Liquidity, safety, and rate of return are commonly used as the test of a prudent investment. Turns out keeping your equity in your home fails all these tests, here is why….
If you suddenly experienced challenging ﬁnancial times, would your rather have $25,000 in cash so you could continue to pay your bills, or would you rather have $25,000 of equity trapped in your home?
The biggest secret in real estate is that your mortgage is a loan against your income, not a loan against the value of your house. Without income, if you do get a mortgage it is at much higher rates. (ask me about the Equity Advantage program if you have low reported income)
Being house rich and cash poor is a dangerous financial position. It is better to have access to the equity in your home and not need it, than to need it and not be able to get at it.

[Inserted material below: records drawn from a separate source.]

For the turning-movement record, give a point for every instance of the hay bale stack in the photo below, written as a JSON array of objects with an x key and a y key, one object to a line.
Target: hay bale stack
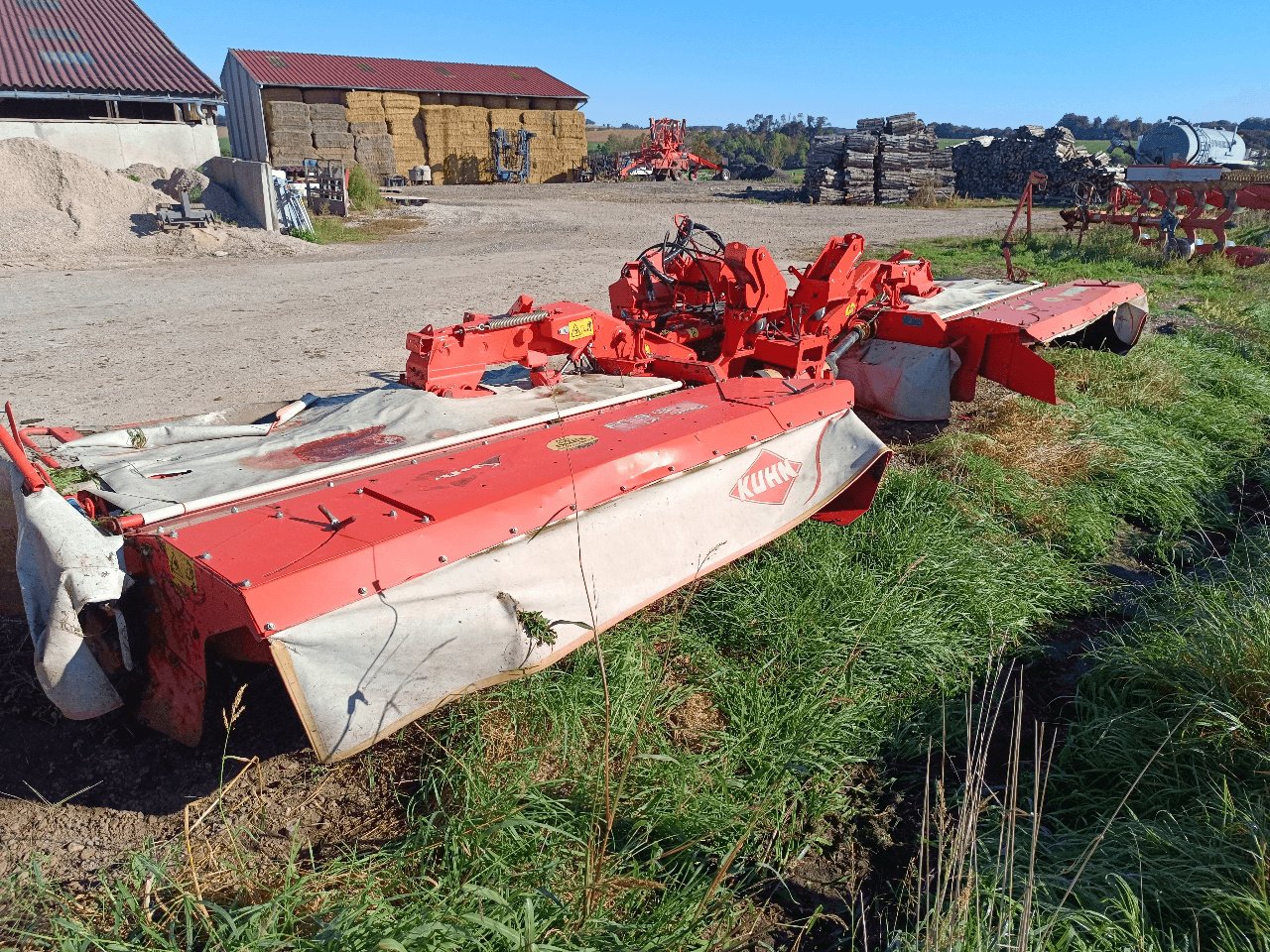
[
  {"x": 998, "y": 168},
  {"x": 327, "y": 112},
  {"x": 400, "y": 114},
  {"x": 333, "y": 96},
  {"x": 281, "y": 94},
  {"x": 507, "y": 119},
  {"x": 373, "y": 127},
  {"x": 290, "y": 134},
  {"x": 571, "y": 143},
  {"x": 547, "y": 162},
  {"x": 363, "y": 107},
  {"x": 457, "y": 144},
  {"x": 376, "y": 155}
]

Canadians believe that home equity is a very safe investment. It is estimated that Canadians keep 76% of their net worth in their real estate assets and for most, this translates into equity in our principal residence. Leaving large chunks of untapped equity in your home is like putting all your eggs into one basket and goes against the most basic financial principle of diversification.
Rate of Return
Liquidity and safety are the key principles when accessing equity from your home. The rate of return is a distant third objective.
Paying down a mortgage is the equivalent to investing with a rate of return that is the same as your mortgage rate. If your mortgage rate is 3%, you’ve earned 3% on the money you use to pay down that debt. Not a great return given the lack of diversification, lack of liquidity, and the alternatives available.